El fraccionamiento en columnas no consiguió hacer que Merino cayese en ninguna trampa. Conocía el terreno como nadie y contaba con el paisanaje.

En cambio, el defender los pueblos con guarniciones pequeñas produjo más de una catástrofe en el campo constitucional. En Salas de los Infantes, el Cura sorprendió a tropas del regimiento de Sevilla y estuvo a punto de hacer grandes destrozos en otros pueblos.

Uno de éstos fué Tordueles, aldea próxima a Lerma. Se había dejado aquí, de guarnición, cincuenta hombres al mando de un oficial llamado Juan José Allegui.
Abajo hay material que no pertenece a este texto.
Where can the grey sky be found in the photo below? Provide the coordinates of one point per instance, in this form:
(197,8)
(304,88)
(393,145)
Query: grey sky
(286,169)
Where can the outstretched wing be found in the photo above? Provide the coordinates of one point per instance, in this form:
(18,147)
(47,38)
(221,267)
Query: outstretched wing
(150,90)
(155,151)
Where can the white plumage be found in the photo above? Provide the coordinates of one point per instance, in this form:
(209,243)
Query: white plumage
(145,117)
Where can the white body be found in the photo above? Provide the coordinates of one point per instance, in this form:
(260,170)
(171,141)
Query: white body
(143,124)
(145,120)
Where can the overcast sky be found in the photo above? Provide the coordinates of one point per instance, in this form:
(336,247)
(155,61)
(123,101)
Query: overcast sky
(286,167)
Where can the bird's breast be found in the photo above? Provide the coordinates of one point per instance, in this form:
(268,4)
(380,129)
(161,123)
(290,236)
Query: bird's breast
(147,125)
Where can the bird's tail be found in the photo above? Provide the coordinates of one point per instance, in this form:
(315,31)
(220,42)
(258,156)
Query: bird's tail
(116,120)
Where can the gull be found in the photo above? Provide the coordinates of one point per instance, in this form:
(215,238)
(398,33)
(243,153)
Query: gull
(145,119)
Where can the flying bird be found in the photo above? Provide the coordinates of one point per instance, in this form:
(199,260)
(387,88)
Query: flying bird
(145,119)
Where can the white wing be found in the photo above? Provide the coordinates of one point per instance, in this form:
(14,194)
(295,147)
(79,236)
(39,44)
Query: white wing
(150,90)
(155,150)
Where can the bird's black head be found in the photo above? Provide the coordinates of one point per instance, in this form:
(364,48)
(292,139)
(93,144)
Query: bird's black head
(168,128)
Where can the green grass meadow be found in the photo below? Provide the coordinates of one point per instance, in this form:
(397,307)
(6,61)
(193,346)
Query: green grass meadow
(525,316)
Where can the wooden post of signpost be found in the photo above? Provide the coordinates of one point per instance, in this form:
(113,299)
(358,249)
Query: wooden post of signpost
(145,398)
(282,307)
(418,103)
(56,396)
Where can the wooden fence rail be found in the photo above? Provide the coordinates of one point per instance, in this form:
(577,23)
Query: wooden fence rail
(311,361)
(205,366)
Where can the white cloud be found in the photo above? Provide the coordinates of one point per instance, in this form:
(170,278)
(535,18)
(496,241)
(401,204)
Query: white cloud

El día 26 de mayo, a las doce del día, se presentó Merino delante de Tordueles y se dispuso a penetrar en esta aldea. Llevaba el Cura una fuerza de ochenta caballos y otros tantos infantes. Al acercarse al pueblo abrió el fuego, que fué contestado por los soldados de Allegui, que se retiraron a una casona llamada de los Sevillanos, donde se dispusieron a pelear hasta el final.

Después de dos horas de fuego, el Cura intimó a Allegui a la rendición, y como Allegui le contestara con desprecio, Merino, dejando el pueblo sitiado, se retiró al anochecer a Cebreros.

Allegui, de noche, salió él mismo de la casa de los Sevillanos, habló a un pastor conocido suyo y le confió una carta para el cuartel general de Lerma.

El campesino, marchando por veredas, llegó a esta villa y entregó la misiva a Aviraneta.

Aviraneta se vió en un gran aprieto; no había apenas fuerzas que enviar a Londueles. El Empecinado estaba, en aquel momento, camino de Roa, donde pensaba unirse con el coronel Ceruti. Manzanares se encontraba en Aranda de Duero.

Aviraneta no podía abandonar a Allegui, y, llamando al jefe de los nacionales de Lerma para que preparase con su gente la defensa del pueblo en caso de ataque, reunió treinta hombres del regimiento de Jaén, veinte caballos de Calatrava y diez de Lusitania, y con ellos y seis mulos cargados de municiones marchó a Tordueles, donde entró al amanecer.